Re: Synchronizing slots from primary to standby

From: Bertrand Drouvot <bertranddrouvot(dot)pg(at)gmail(dot)com>
To: Amit Kapila <amit(dot)kapila16(at)gmail(dot)com>
Cc: shveta malik <shveta(dot)malik(at)gmail(dot)com>, Masahiko Sawada <sawada(dot)mshk(at)gmail(dot)com>, "Zhijie Hou (Fujitsu)" <houzj(dot)fnst(at)fujitsu(dot)com>, Dilip Kumar <dilipbalaut(at)gmail(dot)com>, Peter Smith <smithpb2250(at)gmail(dot)com>, Nisha Moond <nisha(dot)moond412(at)gmail(dot)com>, "Hayato Kuroda (Fujitsu)" <kuroda(dot)hayato(at)fujitsu(dot)com>, Bharath Rupireddy <bharath(dot)rupireddyforpostgres(at)gmail(dot)com>, Peter Eisentraut <peter(dot)eisentraut(at)enterprisedb(dot)com>, Bruce Momjian <bruce(at)momjian(dot)us>, Ashutosh Sharma <ashu(dot)coek88(at)gmail(dot)com>, Andres Freund <andres(at)anarazel(dot)de>, pgsql-hackers <pgsql-hackers(at)postgresql(dot)org>, Ajin Cherian <itsajin(at)gmail(dot)com>, Alvaro Herrera <alvherre(at)alvh(dot)no-ip(dot)org>
Subject: Re: Synchronizing slots from primary to standby
Date: 2024-01-22 07:41:19
Message-ID: Za4cH83vTyZYNcYK@ip-10-97-1-34.eu-west-3.compute.internal
Views: Raw Message | Whole Thread | Download mbox | Resend email
Thread:
Lists: pgsql-hackers

Hi,

On Fri, Jan 19, 2024 at 05:23:53PM +0530, Amit Kapila wrote:
> On Wed, Jan 17, 2024 at 4:00 PM shveta malik <shveta(dot)malik(at)gmail(dot)com> wrote:
> >
>
> Now, the concerns related to this could be that users would probably
> need to change existing mechanisms/tools to update priamry_conninfo

Yeah, for the ones that want the sync slot feature.

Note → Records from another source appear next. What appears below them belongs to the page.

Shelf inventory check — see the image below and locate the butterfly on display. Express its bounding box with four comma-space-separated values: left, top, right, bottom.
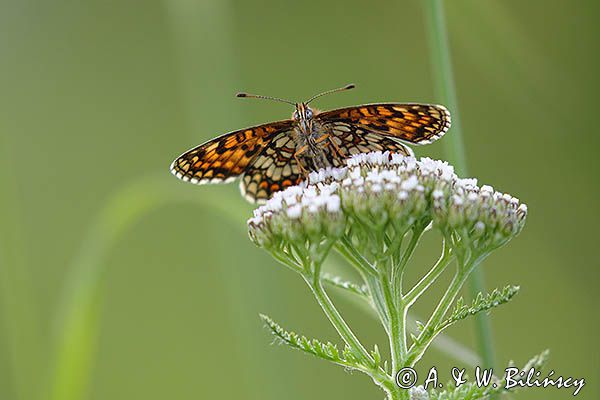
170, 85, 450, 203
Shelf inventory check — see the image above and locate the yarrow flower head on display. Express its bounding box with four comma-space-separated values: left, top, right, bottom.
248, 152, 527, 260
248, 152, 540, 400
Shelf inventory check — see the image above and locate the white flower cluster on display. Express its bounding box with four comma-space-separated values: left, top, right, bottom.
248, 152, 527, 252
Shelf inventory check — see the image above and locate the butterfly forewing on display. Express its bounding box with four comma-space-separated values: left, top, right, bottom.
317, 103, 450, 145
326, 121, 413, 161
171, 120, 292, 184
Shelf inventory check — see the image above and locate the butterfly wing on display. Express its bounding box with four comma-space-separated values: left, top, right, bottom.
317, 103, 450, 145
240, 130, 302, 203
171, 120, 292, 185
326, 121, 413, 162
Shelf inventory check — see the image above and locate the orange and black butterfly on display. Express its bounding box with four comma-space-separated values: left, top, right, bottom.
171, 85, 450, 202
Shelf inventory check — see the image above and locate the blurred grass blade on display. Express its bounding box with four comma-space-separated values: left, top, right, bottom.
424, 0, 495, 368
50, 177, 245, 400
0, 135, 43, 400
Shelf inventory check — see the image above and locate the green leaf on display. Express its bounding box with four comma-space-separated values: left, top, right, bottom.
260, 314, 372, 373
437, 285, 519, 330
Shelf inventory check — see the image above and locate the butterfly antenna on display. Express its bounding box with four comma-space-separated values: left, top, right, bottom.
235, 92, 296, 106
305, 83, 356, 104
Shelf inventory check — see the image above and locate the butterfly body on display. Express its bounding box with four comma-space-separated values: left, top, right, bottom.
171, 85, 450, 202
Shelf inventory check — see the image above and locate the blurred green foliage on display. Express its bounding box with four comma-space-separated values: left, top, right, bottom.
0, 0, 600, 400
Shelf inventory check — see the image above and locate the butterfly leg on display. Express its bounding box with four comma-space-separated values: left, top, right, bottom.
329, 136, 344, 161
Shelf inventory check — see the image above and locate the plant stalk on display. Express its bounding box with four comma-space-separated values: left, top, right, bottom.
425, 0, 495, 368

> and one of the alternatives proposed is to have an additional GUC like
> slot_sync_dbname. Users won't be able to drop the database this worker
> is connected to aka whatever is specified in slot_sync_dbname but as
> the user herself sets up the configuration it shouldn't be a big deal.

Same point of view here.

> Then we also discussed whether extending libpqwalreceiver's connect
> API is a good idea and whether we need to further extend it in the
> future. As far as I can see, slotsync worker's primary requirement is
> to execute SQL queries which the current API is sufficient, and don't
> see something that needs any drastic change in this API. Note that
> tablesync worker that executes SQL also uses these APIs, so we may
> need something in the future for either of those. Then finally we need
> a slotsync worker to also connect to a database to use SQL and fetch
> results.
>

On my side the nits concerns about using the libpqrcv_connect / walrcv_connect are:

- cosmetic: the "rcv" do not really align with the sync slot worker
- we're using a WalReceiverConn, while a PGconn should suffice. From what I can
see the "overhead" is (1 byte + 7 bytes hole + 8 bytes). I don't think that's a
big deal even if we switch to a multi sync slot worker design later on.

Those have already been discussed in [1] and I'm fine with them.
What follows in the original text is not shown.